Neural Rankers and Rerankers

PyTerrier is designed with for ease of integration with neural ranking models, such as BERT. In short, neural re-rankers that can take the text of the query and the text of a document can be easily expressed using an pyterrier.apply - Custom Transformers transformer.

More complex rankers (for instance, that can be trained within PyTerrier, or that can take advantage of batching to speed up GPU operations) typically require more complex integrations. We have separate repositories with integrations of well-known neural re-ranking plaforms (CEDR, ColBERT).

Indexing, Retrieval and Scoring of Text using Terrier

If you are using a Terrier index for your first-stage ranking, you will want to record the text of the documents in the MetaIndex. More of PyTerrier’s support for operating on text is documented in Working with Document Texts.
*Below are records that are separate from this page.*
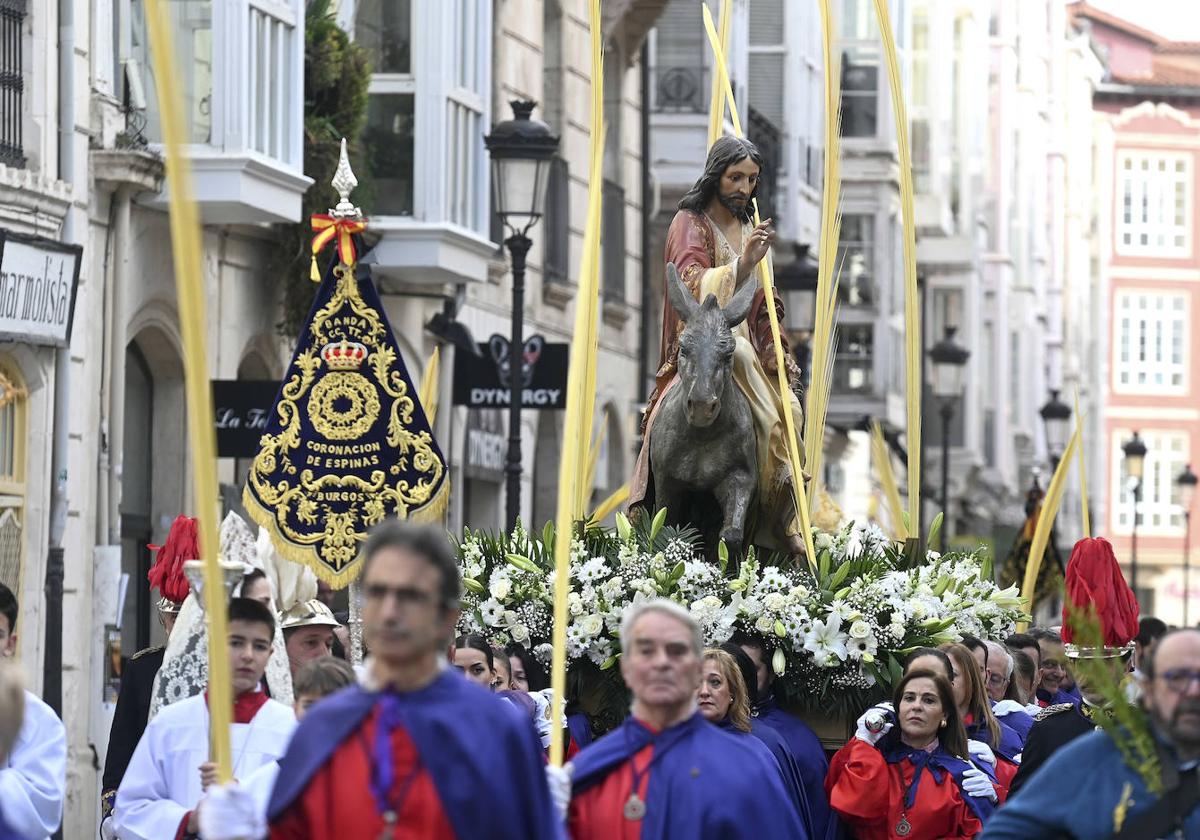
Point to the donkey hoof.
(732, 538)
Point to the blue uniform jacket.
(1075, 793)
(478, 749)
(810, 757)
(708, 784)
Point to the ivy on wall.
(336, 75)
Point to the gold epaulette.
(1050, 711)
(142, 653)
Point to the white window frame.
(450, 85)
(1152, 177)
(1158, 511)
(1138, 321)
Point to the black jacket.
(1055, 726)
(129, 720)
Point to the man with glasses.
(1115, 801)
(415, 751)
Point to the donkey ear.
(679, 295)
(738, 307)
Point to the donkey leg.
(733, 495)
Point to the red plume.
(1095, 579)
(167, 573)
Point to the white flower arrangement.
(844, 627)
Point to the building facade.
(1147, 130)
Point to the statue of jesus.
(717, 249)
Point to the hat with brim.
(309, 615)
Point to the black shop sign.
(240, 412)
(483, 382)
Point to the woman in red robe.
(918, 781)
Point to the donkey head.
(706, 346)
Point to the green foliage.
(336, 77)
(1126, 724)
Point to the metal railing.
(12, 83)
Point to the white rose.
(592, 625)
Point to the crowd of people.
(444, 736)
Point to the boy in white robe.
(34, 774)
(162, 785)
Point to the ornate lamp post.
(521, 151)
(1187, 485)
(949, 363)
(1056, 419)
(1135, 463)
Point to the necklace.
(635, 807)
(383, 773)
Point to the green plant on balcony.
(336, 75)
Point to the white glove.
(558, 779)
(874, 724)
(1006, 707)
(982, 753)
(977, 784)
(229, 813)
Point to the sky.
(1169, 18)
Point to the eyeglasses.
(405, 595)
(1180, 679)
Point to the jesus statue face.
(738, 184)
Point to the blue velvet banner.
(347, 443)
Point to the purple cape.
(705, 784)
(810, 757)
(478, 749)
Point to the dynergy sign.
(484, 381)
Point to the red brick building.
(1147, 159)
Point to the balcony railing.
(12, 84)
(853, 373)
(681, 89)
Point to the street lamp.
(949, 364)
(1135, 465)
(1187, 485)
(521, 151)
(1056, 419)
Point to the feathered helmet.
(167, 573)
(1095, 582)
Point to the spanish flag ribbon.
(328, 227)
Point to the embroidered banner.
(347, 443)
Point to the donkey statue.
(702, 444)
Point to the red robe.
(598, 813)
(691, 246)
(331, 808)
(867, 792)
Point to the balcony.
(426, 118)
(241, 70)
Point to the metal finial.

Available Neural Dense Retrieval and Re-ranking Integrations

The following gives an example ranking pipeline using ColBERT for re-ranking documents in PyTerrier. Long documents are broken up into passages using a sliding-window operation. The final score for each document is the maximum of any consitutent passages:

from pyterrier_bert.colbert import ColBERTPipeline

pipeline = DPH_br_body >> \
    pt.text.sliding() >> \
    ColBERTPipeline("/path/to/checkpoint") >> \
    pt.text.max_passage()

Outlook

We continue to work on improving the integration of neural rankers and re-rankers within PyTerrier.